Alzheimer’s disease involves a build-up of a protein, called amyloid, into plaques in the brain, followed by the development of tangles of tau protein years later. Cognitive symptoms emerge around the time tau tangles become detectable, and symptoms worsen as the tangles spread. The gold standard for staging Alzheimer’s disease is positron emission tomography (PET) brain scans for amyloid plaques and tau tangles. Amyloid scans yield information about the presymptomatic and early symptomatic stages, while tau scans are useful for tracking later stages of the disease. PET brain scans are highly accurate but expensive, time-consuming and frequently unavailable outside of major research centers, so they are not widely used.

Bateman leads a team that is developing blood tests for Alzheimer’s disease as a more accessible alternative to brain scans. They have developed two blood tests that correlate closely with the amount of amyloid plaques in the brain. Both are now used by doctors to aid diagnosis. But until now, there has been no blood test that reports on tau levels in the brain.

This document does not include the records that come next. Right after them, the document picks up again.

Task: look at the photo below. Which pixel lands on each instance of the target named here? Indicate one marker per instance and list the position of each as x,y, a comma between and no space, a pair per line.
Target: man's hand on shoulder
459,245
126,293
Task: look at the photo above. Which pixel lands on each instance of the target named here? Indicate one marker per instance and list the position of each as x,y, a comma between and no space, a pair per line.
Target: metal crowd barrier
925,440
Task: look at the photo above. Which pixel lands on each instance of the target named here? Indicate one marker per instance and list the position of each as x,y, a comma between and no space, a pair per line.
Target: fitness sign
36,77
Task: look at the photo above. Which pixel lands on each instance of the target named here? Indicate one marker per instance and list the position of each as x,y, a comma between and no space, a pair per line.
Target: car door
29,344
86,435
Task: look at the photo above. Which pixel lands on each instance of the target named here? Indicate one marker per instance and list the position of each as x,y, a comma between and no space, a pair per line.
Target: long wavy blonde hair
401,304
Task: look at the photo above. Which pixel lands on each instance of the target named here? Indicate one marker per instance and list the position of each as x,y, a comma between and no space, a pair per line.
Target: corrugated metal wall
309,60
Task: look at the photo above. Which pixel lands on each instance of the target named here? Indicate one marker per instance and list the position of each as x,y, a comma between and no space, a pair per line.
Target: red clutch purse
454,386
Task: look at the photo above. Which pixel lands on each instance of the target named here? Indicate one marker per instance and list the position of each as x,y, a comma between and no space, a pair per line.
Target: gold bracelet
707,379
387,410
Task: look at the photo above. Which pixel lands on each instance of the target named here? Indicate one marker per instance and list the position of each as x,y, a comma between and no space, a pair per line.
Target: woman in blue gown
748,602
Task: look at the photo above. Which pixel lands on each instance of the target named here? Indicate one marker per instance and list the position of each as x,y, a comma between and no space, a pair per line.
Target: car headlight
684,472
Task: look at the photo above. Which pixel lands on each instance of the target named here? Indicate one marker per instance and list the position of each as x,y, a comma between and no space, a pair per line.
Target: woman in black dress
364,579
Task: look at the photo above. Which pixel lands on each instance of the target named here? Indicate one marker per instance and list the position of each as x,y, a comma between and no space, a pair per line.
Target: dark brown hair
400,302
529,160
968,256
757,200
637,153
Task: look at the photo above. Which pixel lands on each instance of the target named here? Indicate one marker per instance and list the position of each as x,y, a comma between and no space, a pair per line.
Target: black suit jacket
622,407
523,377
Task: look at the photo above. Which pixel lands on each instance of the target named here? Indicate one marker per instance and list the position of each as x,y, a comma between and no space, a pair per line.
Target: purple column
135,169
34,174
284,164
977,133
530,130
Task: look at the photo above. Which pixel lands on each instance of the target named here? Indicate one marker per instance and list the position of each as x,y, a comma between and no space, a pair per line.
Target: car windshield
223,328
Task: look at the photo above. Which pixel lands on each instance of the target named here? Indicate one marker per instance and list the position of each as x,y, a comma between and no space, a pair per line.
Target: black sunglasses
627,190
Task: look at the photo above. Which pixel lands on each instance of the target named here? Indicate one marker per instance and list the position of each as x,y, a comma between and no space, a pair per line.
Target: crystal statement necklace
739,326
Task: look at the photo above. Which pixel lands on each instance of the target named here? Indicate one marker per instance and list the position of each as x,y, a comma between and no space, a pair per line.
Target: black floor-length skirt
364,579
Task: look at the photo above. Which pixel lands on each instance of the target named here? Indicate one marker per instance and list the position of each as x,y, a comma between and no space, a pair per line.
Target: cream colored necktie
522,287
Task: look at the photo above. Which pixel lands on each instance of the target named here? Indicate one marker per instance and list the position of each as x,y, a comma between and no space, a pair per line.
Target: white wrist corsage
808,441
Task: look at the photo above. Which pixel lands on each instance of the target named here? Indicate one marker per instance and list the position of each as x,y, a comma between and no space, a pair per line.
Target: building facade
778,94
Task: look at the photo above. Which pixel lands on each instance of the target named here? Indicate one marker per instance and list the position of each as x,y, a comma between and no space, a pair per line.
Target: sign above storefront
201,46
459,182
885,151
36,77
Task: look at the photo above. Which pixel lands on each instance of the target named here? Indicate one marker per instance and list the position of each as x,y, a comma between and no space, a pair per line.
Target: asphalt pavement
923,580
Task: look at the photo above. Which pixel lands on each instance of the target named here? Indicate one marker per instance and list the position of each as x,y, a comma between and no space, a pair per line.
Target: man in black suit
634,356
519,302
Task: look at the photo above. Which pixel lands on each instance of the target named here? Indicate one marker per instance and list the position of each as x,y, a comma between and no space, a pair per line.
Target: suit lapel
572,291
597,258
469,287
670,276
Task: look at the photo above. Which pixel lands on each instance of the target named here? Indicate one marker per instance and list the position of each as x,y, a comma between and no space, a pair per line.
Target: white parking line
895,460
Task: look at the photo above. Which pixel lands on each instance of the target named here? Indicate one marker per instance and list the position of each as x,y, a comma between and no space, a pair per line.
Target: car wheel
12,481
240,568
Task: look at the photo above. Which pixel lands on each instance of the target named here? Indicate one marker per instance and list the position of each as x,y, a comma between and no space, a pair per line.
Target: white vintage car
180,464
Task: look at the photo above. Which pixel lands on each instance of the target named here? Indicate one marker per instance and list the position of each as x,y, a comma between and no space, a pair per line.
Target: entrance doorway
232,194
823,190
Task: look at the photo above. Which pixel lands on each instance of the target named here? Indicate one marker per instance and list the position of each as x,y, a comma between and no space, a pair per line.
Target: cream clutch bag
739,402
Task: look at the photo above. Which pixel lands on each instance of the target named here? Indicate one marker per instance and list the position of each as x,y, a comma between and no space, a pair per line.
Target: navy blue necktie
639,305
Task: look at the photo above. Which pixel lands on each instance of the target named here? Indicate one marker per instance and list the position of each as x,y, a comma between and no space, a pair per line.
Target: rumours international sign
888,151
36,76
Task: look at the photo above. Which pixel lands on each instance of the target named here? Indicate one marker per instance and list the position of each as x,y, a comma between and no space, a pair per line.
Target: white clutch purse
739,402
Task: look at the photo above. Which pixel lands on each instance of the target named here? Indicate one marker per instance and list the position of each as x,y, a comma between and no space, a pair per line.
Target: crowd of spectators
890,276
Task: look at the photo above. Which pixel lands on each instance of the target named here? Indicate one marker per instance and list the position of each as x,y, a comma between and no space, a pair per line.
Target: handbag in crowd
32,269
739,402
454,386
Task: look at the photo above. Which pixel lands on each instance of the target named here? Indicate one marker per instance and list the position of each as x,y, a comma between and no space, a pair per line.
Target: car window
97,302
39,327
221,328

In a previous study, Bateman and colleagues — including co-first authors Kanta Horie, PhD, a research associate professor of neurology at WashU Medicine, and Gemma Salvadó, PhD, then a postdoctoral researcher at Lund University, and co-senior author Oskar Hansson, MD, PhD, a professor of neurology at Lund University — showed that cerebrospinal fluid levels of MTBR-tau243 correlate closely with tau tangles in the brain. In the current study, the team extended the analysis to blood. A blood sample is easier to collect than cerebrospinal fluid, which is obtained via spinal tap.

The researchers developed a technique to measure MTBR-tau243 levels in people’s blood and compared it to the amount of tau tangles in their brains as measured by brain scans. They piloted the approach on data from two cohorts: volunteers at WashU Medicine’s Charles F. and Joanne Knight Alzheimer Disease Research Center, which included 108 people, and a subset of 55 people from the Swedish BioFINDER-2 cohort. To assess whether the approach was generalizable, they validated it in an independent dataset consisting of the remaining 739 people in the BioFINDER-2 cohort.